Four Orientations Needed To Help Move From Conflict to Cooperation

Recently I was on a call with a colleague and a couple heads of two groups that have been in some conflict together. They share a mission, a good one. They also have some background that has interrupted shared trust. The slippery slope from there, as is true in so many circumstances of the times we live in, is reactive blame and vitriol.

What to do? What to point to?

Well, I rely on good questions to create engagement and encounter. I rely on formats to hear and to be heard. To interrupt stuck patterns. I would suggest that the complexity of the times and circumstance require us all to develop skill for leaning in, even when we’ve reached exhaustion points that have us clamoring to run away.

With this group, and the early plans for bringing a larger group together, I found myself saying that four orientations are needed by people who will participate. These are in ways, very basic — yet their practice is a deep and significant commitment.

Acknowledge Mystery — It does much good to enter a gathering in which conflict is apparent to acknowledge that there will always be some that is unknown. It’s rarely as simple as rearranging facts to get certainty and perfect cooperation. Most anytime that certainty minimizes or eliminates mystery, I would suggest we’ve lost an essential and skilled bridge to connection and trust.

Be Willing to Back Up — This is pretty connected to mystery. I keep telling people we have to be willing to go upstream, closer to the headwaters. Sometimes, such a backing up changes the landscape of what we are able to see. Backing up, however, isn’t a promise for resolution. Rather, I’d suggest it is a helpful disposition, sometimes just to create a bit more added compassion and grace together.

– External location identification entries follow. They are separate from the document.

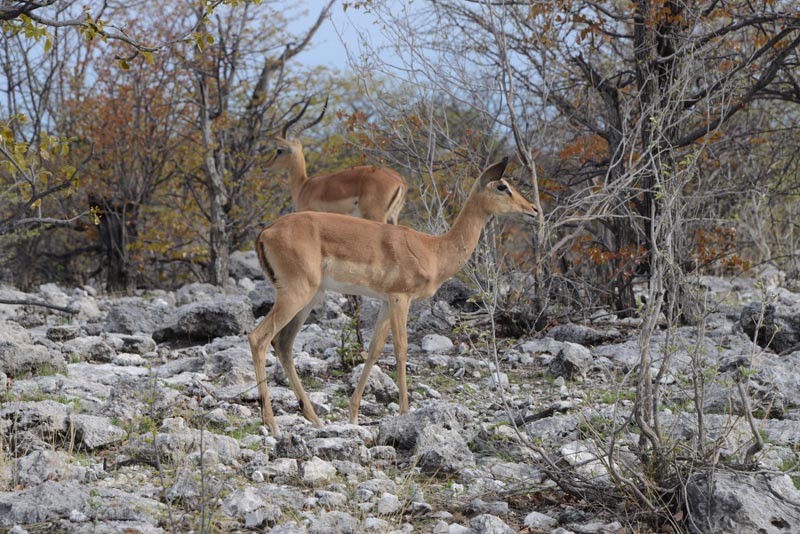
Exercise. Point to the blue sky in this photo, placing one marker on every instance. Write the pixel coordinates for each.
(336, 36)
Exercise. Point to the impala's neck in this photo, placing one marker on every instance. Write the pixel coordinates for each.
(297, 174)
(457, 245)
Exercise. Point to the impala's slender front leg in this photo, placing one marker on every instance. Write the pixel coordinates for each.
(375, 346)
(399, 322)
(278, 317)
(283, 347)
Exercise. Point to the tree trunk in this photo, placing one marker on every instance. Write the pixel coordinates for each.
(117, 229)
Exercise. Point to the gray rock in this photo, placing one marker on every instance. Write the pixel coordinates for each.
(93, 432)
(778, 324)
(379, 384)
(262, 298)
(536, 520)
(205, 320)
(197, 292)
(50, 501)
(19, 356)
(250, 504)
(457, 294)
(317, 471)
(346, 430)
(334, 522)
(582, 335)
(175, 441)
(88, 349)
(47, 417)
(498, 508)
(489, 524)
(291, 446)
(375, 524)
(43, 465)
(132, 397)
(131, 343)
(497, 381)
(436, 343)
(571, 362)
(339, 449)
(389, 504)
(401, 431)
(244, 264)
(433, 316)
(331, 499)
(726, 501)
(233, 365)
(135, 315)
(45, 502)
(554, 430)
(63, 332)
(440, 450)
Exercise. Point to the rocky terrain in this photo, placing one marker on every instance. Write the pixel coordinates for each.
(139, 414)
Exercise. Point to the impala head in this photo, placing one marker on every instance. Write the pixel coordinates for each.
(284, 153)
(497, 196)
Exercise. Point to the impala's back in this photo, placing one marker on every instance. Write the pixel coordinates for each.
(345, 254)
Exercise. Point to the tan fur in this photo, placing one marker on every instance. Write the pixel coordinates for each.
(374, 193)
(310, 252)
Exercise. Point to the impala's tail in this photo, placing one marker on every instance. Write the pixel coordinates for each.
(261, 251)
(396, 204)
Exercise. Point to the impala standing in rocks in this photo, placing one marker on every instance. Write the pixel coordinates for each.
(374, 193)
(304, 254)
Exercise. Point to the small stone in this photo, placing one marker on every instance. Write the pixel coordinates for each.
(389, 504)
(316, 472)
(538, 520)
(76, 516)
(436, 343)
(497, 381)
(375, 524)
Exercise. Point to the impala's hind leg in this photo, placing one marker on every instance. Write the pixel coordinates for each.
(375, 346)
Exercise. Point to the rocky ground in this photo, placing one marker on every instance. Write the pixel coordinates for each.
(139, 414)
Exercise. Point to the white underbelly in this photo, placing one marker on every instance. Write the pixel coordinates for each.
(329, 284)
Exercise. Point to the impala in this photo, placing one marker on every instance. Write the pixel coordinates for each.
(374, 193)
(306, 253)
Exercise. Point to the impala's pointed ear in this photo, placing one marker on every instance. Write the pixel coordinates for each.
(493, 172)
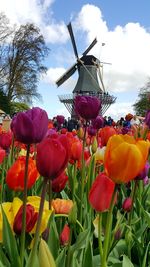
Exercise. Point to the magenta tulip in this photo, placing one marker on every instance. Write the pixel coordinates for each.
(30, 126)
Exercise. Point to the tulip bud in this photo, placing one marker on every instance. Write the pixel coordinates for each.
(45, 257)
(147, 118)
(65, 235)
(127, 204)
(80, 133)
(31, 218)
(5, 140)
(73, 214)
(94, 145)
(118, 234)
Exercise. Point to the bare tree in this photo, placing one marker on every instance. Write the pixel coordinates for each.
(21, 66)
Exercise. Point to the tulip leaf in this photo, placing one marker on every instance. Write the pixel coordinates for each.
(145, 256)
(88, 256)
(53, 239)
(9, 242)
(61, 259)
(2, 265)
(146, 214)
(126, 262)
(4, 259)
(81, 241)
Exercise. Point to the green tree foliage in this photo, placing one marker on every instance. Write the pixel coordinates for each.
(18, 107)
(22, 52)
(4, 105)
(143, 102)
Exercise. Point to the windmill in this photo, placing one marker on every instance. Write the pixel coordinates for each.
(90, 80)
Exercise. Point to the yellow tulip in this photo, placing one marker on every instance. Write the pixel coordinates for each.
(125, 157)
(45, 257)
(7, 208)
(35, 202)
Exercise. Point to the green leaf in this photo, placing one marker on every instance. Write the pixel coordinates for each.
(81, 241)
(126, 262)
(9, 242)
(53, 239)
(4, 259)
(2, 265)
(35, 263)
(88, 256)
(146, 214)
(96, 261)
(119, 250)
(61, 259)
(145, 256)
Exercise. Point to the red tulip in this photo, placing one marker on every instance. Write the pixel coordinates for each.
(59, 183)
(15, 175)
(106, 133)
(101, 192)
(52, 156)
(31, 218)
(76, 150)
(2, 154)
(127, 204)
(65, 235)
(5, 140)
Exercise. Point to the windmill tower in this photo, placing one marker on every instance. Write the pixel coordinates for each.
(90, 80)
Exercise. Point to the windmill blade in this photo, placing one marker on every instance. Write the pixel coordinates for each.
(90, 47)
(72, 39)
(66, 75)
(105, 62)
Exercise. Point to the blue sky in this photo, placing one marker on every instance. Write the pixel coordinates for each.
(123, 25)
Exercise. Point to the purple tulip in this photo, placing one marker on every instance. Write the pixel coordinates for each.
(144, 172)
(125, 130)
(30, 126)
(98, 122)
(91, 131)
(146, 180)
(87, 107)
(147, 118)
(60, 119)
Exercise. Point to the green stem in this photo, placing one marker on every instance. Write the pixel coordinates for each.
(22, 249)
(133, 197)
(100, 235)
(12, 150)
(74, 180)
(131, 214)
(108, 231)
(69, 247)
(82, 173)
(37, 232)
(2, 179)
(50, 192)
(65, 215)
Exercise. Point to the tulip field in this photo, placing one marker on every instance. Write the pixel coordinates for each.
(77, 198)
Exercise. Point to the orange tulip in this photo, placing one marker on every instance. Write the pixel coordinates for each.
(105, 133)
(125, 157)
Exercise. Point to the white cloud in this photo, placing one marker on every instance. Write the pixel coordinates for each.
(39, 13)
(127, 48)
(118, 110)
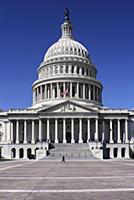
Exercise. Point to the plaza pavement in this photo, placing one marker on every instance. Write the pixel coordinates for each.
(53, 180)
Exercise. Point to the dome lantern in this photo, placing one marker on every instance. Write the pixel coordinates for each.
(66, 27)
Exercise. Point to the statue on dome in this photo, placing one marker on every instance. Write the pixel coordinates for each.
(66, 14)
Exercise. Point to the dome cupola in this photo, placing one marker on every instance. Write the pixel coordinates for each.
(66, 72)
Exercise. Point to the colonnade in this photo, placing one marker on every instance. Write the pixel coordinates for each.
(38, 132)
(50, 71)
(67, 90)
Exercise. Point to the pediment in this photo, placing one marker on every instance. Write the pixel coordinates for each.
(68, 107)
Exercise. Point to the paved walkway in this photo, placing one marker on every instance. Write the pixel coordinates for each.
(93, 180)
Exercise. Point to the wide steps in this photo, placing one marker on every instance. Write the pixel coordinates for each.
(70, 151)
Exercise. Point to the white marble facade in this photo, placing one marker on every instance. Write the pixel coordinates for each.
(67, 108)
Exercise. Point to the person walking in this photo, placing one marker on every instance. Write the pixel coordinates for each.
(63, 159)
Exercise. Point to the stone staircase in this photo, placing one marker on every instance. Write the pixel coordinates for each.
(70, 151)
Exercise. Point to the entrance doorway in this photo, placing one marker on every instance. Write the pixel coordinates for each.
(68, 137)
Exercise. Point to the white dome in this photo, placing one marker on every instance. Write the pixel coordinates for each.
(67, 47)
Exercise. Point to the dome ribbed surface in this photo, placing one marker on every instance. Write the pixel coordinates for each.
(66, 46)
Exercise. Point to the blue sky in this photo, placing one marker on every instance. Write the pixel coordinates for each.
(29, 27)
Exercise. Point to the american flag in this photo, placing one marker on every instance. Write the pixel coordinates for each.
(64, 93)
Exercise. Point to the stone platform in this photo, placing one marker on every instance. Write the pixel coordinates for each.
(94, 180)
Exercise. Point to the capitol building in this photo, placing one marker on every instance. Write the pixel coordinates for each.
(67, 110)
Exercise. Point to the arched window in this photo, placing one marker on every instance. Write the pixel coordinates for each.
(82, 71)
(115, 152)
(67, 69)
(86, 72)
(29, 152)
(78, 70)
(72, 69)
(21, 153)
(123, 152)
(13, 153)
(61, 69)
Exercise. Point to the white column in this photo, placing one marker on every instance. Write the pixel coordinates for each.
(56, 131)
(45, 91)
(64, 90)
(41, 93)
(77, 90)
(25, 154)
(119, 133)
(83, 90)
(48, 129)
(103, 131)
(33, 139)
(51, 91)
(17, 132)
(58, 90)
(111, 131)
(126, 131)
(111, 153)
(25, 132)
(94, 93)
(80, 131)
(88, 130)
(40, 130)
(11, 132)
(64, 130)
(48, 91)
(89, 92)
(72, 131)
(96, 130)
(71, 90)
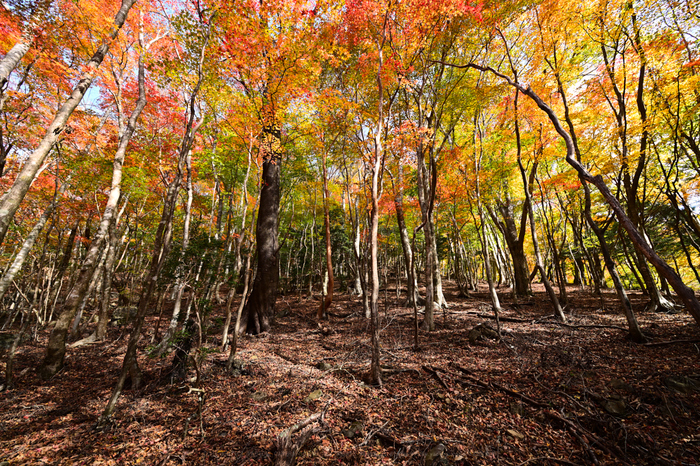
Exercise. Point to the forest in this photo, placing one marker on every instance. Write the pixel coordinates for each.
(434, 232)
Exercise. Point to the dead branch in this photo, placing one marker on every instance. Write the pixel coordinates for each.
(670, 342)
(287, 447)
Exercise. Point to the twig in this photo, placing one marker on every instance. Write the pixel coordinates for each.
(670, 342)
(547, 458)
(576, 327)
(287, 448)
(435, 374)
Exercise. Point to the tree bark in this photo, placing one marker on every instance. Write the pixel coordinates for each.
(10, 201)
(258, 312)
(56, 347)
(328, 300)
(685, 293)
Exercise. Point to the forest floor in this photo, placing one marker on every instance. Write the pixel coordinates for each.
(545, 394)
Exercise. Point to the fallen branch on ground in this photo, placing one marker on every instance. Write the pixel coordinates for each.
(287, 447)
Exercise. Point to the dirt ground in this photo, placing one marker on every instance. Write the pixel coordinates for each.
(546, 394)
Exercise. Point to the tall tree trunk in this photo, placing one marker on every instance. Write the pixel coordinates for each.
(12, 58)
(29, 242)
(258, 312)
(412, 283)
(685, 293)
(10, 201)
(326, 304)
(56, 347)
(558, 311)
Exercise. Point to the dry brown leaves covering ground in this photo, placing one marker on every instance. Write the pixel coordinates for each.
(547, 394)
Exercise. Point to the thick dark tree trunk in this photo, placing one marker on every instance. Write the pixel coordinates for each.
(515, 241)
(258, 312)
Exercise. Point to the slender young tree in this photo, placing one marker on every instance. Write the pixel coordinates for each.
(10, 201)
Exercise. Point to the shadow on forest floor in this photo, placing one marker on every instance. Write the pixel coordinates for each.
(547, 394)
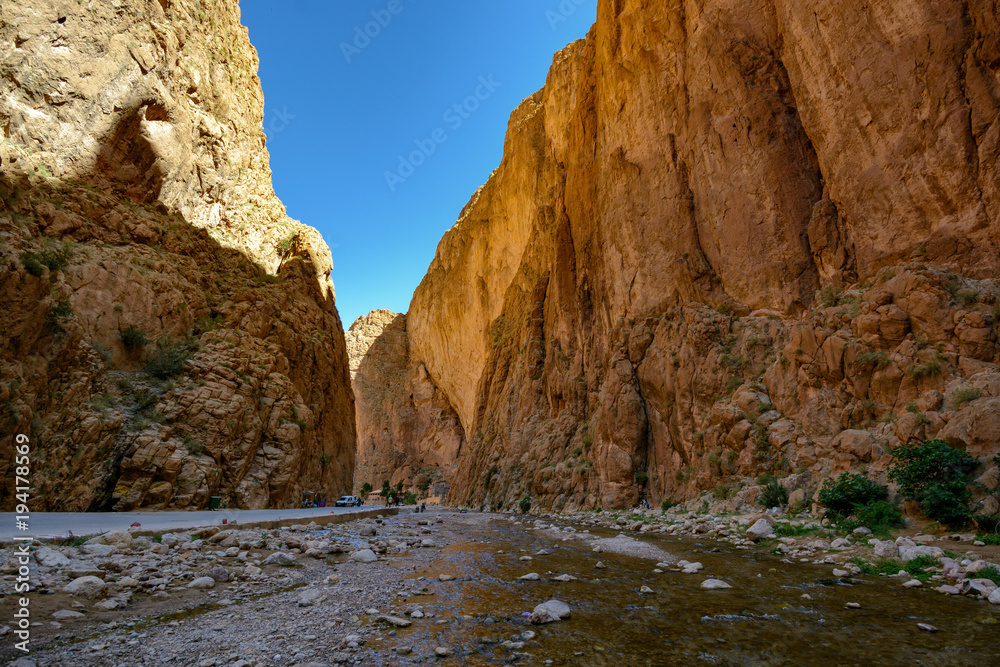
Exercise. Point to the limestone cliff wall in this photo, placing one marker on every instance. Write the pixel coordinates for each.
(407, 431)
(172, 334)
(727, 239)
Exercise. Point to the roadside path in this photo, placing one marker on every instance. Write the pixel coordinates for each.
(59, 524)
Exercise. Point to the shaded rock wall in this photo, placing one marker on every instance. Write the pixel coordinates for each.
(721, 237)
(407, 430)
(172, 333)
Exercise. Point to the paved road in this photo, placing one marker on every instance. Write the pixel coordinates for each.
(58, 524)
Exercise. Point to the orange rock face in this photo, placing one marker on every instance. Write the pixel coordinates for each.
(407, 430)
(726, 239)
(170, 334)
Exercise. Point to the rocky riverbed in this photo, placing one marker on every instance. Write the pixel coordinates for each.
(466, 588)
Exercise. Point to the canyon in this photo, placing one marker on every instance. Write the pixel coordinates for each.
(725, 240)
(171, 334)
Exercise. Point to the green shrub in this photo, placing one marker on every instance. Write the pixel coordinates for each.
(133, 339)
(850, 491)
(56, 259)
(878, 360)
(168, 359)
(830, 296)
(772, 494)
(920, 371)
(937, 476)
(194, 447)
(991, 572)
(57, 316)
(722, 491)
(880, 513)
(960, 397)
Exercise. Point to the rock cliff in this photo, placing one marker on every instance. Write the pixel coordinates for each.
(728, 239)
(170, 333)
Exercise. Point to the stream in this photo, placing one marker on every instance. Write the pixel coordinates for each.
(762, 620)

Explore Genuinely — OK, these are sounding quite similar. They are each woven and nuanced into each other. Exploration implies curiosity. It also implies invoking some wonder and some wander together, not just “winning” a point. It implies a commitment to find ourselves, and land ourselves in the story and perspective of another. It doesn’t require complete agreement. The exploration, and it’s energy of uncalcifying, is its own harvest that helps build and restore connection.

Bring Something Downstream — So often, I encourage bringing back an experiment. Or an improvement. Or a practice to begin. Something to try. Often something small that is infused by a shared wonder together — this can help unstick a group from judgement and hurt, pointing the way to journey and wellness. It can be the simple that changes everything. It can be the simple that moves the interior and reorients us to an exterior.

Well, I care about these people. I care about the conflict that they are in. I care most about their shared mission, and finding ways to restore their orientation to a gifting mutuality. To honor the conflict, but then to get on. It’s what all of us are trying to do, trying to reclaim what points us to the majestic view.